As we went along, partly to hold him in conversation, and partly to satisfy myself, I asked him about Ham."

David Copperfield was Charles Dickens and these are just two short passages where we see what Dickens really was: a keen observer who took in even the most subtle.

This is an important conversation Copperfield has with Mr. Pegotty, it is emotional and intense, a setting where subtlety is often blasted away. Dickens-as-Copperfield sees delicacy and calibrates his participation. When he waits "a few moments" he is playing a canon and calibrates himself to Mr. Pegotty's receptiveness to avoid the blast. When, four paragraphs later, Copperfield says to Mr. Pegotty, "Think of your great object!" it is Dickens saying to himself "Think of your great object!," the story.

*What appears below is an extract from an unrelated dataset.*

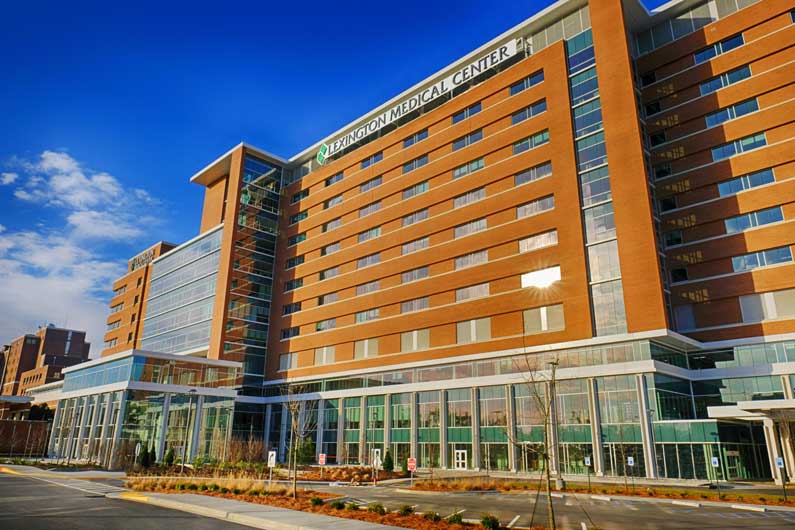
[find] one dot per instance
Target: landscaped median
(278, 497)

Copperfield controls the conversation, its tempo and its pace. When they walk and Mr. Pegotty is thinking and silent Copperfield perceives that he is losing control and deliberately engages in related conversation to "hold" Mr. Pegotty.

Dickens was a court reporter. He was paid to observe and to listen keenly and his descriptive powers are unsurpassed. Fancy then that in his fiction he described what he had not seen nor heard. His observations of British aristocratic life in Bleak House were made up, observed only in his imagination. No Hemingway, Dickens. Yet David Copperfield's life was real, the general outlines anyway, for Copperfield was Dickens. Dickens was in real life as Copperfield is in the canon with Mr. Pegotty, a subtle participant in intricate human interaction.

Do not look to Dickens for realism, Victor Nabokov told us,-Look to Hemingway he might have said.- rather, revel in Dickens the story-teller. It is the story that is his great object and his powers of description employed in pursuit.

David Copperfield, the story, got away from Dickens. The canons merged and became a great fugue whose intricacies Dickens did not master, whose complexity overwhelmed the great object of the story. Dickens did not "hold" all of the parts together, Dora Spenlow is a cul de sac; the later Mr. Dick a different character than the earlier Mr. Dick. Dickens could not play the Dora sequence of notes and it is as if he forgot what notes he hit earlier with Mr. Dick and hit those he reckoned nearby later on.

Curiously, David Copperfield falls short as a story by this master story-teller and excels, in parts, in realism.